An idea of the influence of the Bulletin can be seen by its circulation numbers. The circulation numbers of the print Bulletin for 2001 was 51,608. The largest professional group subscribing were family practitioners. The breakdown was as follows in 2001:
- Family practitioners: 18,114
- General internists: 5,998
- Rheumatologists: 5,804
- ARHPs: 6,750
- Medical Students: 2,331
- Orthopedics: 3,064
The number of online subscribers in 2002 was approximately 9,000.
Today’s Sources for Rheumatology Information
Today, physicians caring for patients with rheumatic diseases can obtain their information from multiple sources: textbooks, journals, sources on the Internet, meetings, many pharmaceutical publications, and the ubiquitous pharmaceutical detail person ready to comment on the virtues of their particular products. However, the abundance of information today, much of it sponsored or instigated by the pharmaceutical industry, might pose a dilemma for the practicing physician. The physician today, like the physician of years ago, desires to provide the best care for patients. To do this, physicians must rely on scientifically sound information. The physician today is busy and cannot sort through the stacks of publications or all of the sources on the Internet. The physician must have available a recognizable source of reliable information that is accurate and succinct. The best way to accomplish this is to obtain information sponsored by reputable organizations such as the National Institutes of Health, university medical centers, the ACR, and the AF. There are Internet sources of information, such as UpToDate.
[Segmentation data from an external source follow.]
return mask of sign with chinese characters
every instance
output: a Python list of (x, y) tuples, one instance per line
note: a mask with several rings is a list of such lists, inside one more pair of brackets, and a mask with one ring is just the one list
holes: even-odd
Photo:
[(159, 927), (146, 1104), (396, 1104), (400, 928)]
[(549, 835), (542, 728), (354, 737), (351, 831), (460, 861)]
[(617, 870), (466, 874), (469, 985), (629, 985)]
The ACR in November 2006 launched its monthly print publication, The Rheumatologist, which is directed to rheumatologists and rheumatology health professionals. This publication reviews scientific information, selected rheumatic diseases, education, economics, human-interest stories, and activities of the ACR and ARHP. It fulfills a need. It is a modern resurrection of the Bulletin for the rheumatologist and reflects the spectrum of issues of interest to the rheumatologist. It is interesting to note that economic issues were not considered to be pertinent 50 years ago as the Bulletin was conceived and perpetuated, but economic issues have become as important to the practicing rheumatologist today as the science.
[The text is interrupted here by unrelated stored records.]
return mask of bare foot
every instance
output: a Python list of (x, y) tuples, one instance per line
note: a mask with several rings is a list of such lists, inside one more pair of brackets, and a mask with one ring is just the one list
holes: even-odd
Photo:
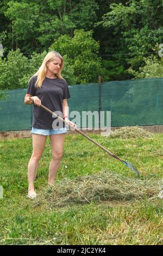
[(28, 196), (31, 198), (34, 198), (36, 197), (37, 194), (36, 193), (35, 190), (28, 190)]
The rheumatologist’s needs are probably met today with the various publications sponsored by the ACR, including The Rheumatologist. As for the other physicians—such as the primary care physician, internist, and medicine residents—for now, I guess, we will leave their rheumatic disease education to whatever sources they can find. I suspect the succinct, pertinent, and up-to-date information provided to them by the Bulletin has not been replaced.
Dr. Conn is professor of medicine in the division of rheumatology at Emory University School of Medicine in Atlanta.
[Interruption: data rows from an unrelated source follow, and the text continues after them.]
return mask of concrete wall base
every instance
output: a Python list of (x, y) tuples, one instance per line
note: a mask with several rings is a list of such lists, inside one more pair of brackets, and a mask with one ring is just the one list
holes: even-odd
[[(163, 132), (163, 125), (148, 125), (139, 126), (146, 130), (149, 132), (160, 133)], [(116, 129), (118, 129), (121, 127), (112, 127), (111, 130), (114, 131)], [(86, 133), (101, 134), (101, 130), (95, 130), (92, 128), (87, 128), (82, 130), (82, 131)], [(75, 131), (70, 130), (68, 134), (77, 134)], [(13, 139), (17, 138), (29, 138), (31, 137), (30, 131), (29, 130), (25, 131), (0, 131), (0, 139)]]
- Hench PS, Kendall EC, Slocum CH, Polley HF. The effect of a hormone of the adrenal cortex (1-Hydroxy-11-Dehydrocorticosterone: Compound E) and of pituitary adrenocorticotrophic hormone on rheumatoid arthritis. Proc Staff Meet Mayo Clin. 1949;24:181-197.
- Kelley WN. A new role for the ARA in guiding our destiny. Arthritis Rheum. 1987;30:1201-1204.
- Bunim JJ. Introduction. Bull Rheum Dis. 1954;Volumes I–IV, 1950–1954.
- Smythe CJ, Freyberg RH, McEwen C. History of Rheumatology in the United States. Arthritis Foundation. 1985;31.
- Grayzel AI. Message from the Arthritis Foundation. Bull Rheum Dis. 1992;41:1.